The three books on democracy link variation in institutional structures to democratic consolidation or breakdown. This is exactly what Leslie Anderson does in Democratization by Institutions. For the case of Argentina, frequently juxtaposing it against the US constitutional order in a qualitative comparative analysis, Anderson argues that “institutions can be a path towards democratization without strong civil society support or in the face of citizen resistance” (5). The book draws on a Skocpol-inspired, polity-centered approach to highlight the proactive role of the president in kick-starting the democratic process, and the roles of Congress and the judiciary in curtailing the worst excesses of executive power.12 This book is really about democratic consolidation as opposed to transitions from authoritarianism per se, and as Anderson herself suggests, the book “illustrates how leaders used institutions to push forward startling and much needed reforms without which democracy would have died soon after its return” (12). This point is again reiterated with reference to the division between the newly elected Argentine civilian leaders and the military: “Moving that struggle inside the institutions of the state fortified democracy and gave it the strength to overcome military resistance and address human rights” (74). In an era when several countries in the region are increasingly reflecting only the facade of procedural democracy, institutions, despite their endogeneity to democracy itself, are crucial bulwarks against a tide of authoritarianism and essential to consolidate nascent democratic processes.

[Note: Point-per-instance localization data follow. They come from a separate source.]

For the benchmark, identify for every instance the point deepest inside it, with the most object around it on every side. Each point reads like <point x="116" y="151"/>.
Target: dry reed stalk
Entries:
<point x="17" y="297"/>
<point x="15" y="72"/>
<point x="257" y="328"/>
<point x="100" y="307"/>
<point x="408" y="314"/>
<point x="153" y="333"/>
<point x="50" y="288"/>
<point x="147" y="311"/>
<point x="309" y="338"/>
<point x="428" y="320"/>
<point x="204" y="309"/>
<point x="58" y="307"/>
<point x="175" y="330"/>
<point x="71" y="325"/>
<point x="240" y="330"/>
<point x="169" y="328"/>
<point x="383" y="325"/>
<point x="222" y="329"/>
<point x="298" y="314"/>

Stephan Haggard and Robert Kaufman, in the very impressive Dictators and Democrats, also explore the institutional factors that shape democratic transitions and democratic consolidation. Haggard and Kaufman set out, in a largely inductive fashion, to assess the validity of structural theories that focus on inequality and the level of economic development as the main impediments to democracy, for all third wave democratic reversions and transitions between 1980 and 2008. Even more specifically, they “seek to steer the discussion about transitions … back toward more political accounts, rooted in factors such as the nature of authoritarianism and democratic institutions, regime performance, and capacities for collective action on the part of civil society” (3).

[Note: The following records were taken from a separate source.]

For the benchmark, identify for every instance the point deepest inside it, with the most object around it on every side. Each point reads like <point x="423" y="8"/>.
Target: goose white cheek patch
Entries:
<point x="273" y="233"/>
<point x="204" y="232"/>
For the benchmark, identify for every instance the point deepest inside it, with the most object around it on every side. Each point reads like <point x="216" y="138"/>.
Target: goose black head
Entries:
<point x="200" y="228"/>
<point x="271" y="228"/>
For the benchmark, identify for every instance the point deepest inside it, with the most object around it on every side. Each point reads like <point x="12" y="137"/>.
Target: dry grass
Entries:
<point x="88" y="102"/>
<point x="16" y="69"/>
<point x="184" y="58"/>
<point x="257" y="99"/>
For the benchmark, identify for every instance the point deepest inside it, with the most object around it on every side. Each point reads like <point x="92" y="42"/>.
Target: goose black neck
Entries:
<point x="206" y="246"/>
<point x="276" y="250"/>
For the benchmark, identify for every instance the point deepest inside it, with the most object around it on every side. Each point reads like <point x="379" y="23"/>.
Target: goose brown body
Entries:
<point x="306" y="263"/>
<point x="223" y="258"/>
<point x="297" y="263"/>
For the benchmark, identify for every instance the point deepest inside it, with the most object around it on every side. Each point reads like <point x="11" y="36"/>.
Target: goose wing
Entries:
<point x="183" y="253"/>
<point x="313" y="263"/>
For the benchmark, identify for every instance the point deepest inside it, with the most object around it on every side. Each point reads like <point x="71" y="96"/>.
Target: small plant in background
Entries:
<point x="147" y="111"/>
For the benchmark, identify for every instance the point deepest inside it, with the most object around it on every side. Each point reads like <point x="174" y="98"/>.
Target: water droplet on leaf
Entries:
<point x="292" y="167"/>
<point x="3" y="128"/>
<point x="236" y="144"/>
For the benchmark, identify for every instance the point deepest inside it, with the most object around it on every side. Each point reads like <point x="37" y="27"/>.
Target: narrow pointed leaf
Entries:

Marrying statistical analysis with observation of causal processes, Haggard and Kaufman go to great lengths to explore the underlying mechanisms of the transition and reversion events that they observe in their sample of seventy-eight democratic transitions and twenty-five reversions to authoritarianism. Their findings throw down something of a gauntlet to structural accounts of democracy. First, they found no evidence that inequality or the level of development had any effect on the incidence of democratic transitions in their sample. Furthermore, inequality appeared to play no role in democratic reversals. Levels of economic development do appear to have a relationship with reversions to authoritarianism, but as Haggard and Kaufman note, “anomalies abounded” and political factors played a crucial part in many reversions (339). While distributive conflicts were important for some transition processes, conditioned by the institutional and political practices of the previous regime—most importantly, given our focus here, for the consolidation of democracy—their conclusion is unambiguous: political and institutional challenges are of paramount importance. The ability of institutions and political actors to curb the military, together with the effectiveness of institutions to restrain the worst types of executive behavior and populist outbreaks, in addition to fostering convergence around constitutional norms, will reduce the threat of “weak democracy syndrome.”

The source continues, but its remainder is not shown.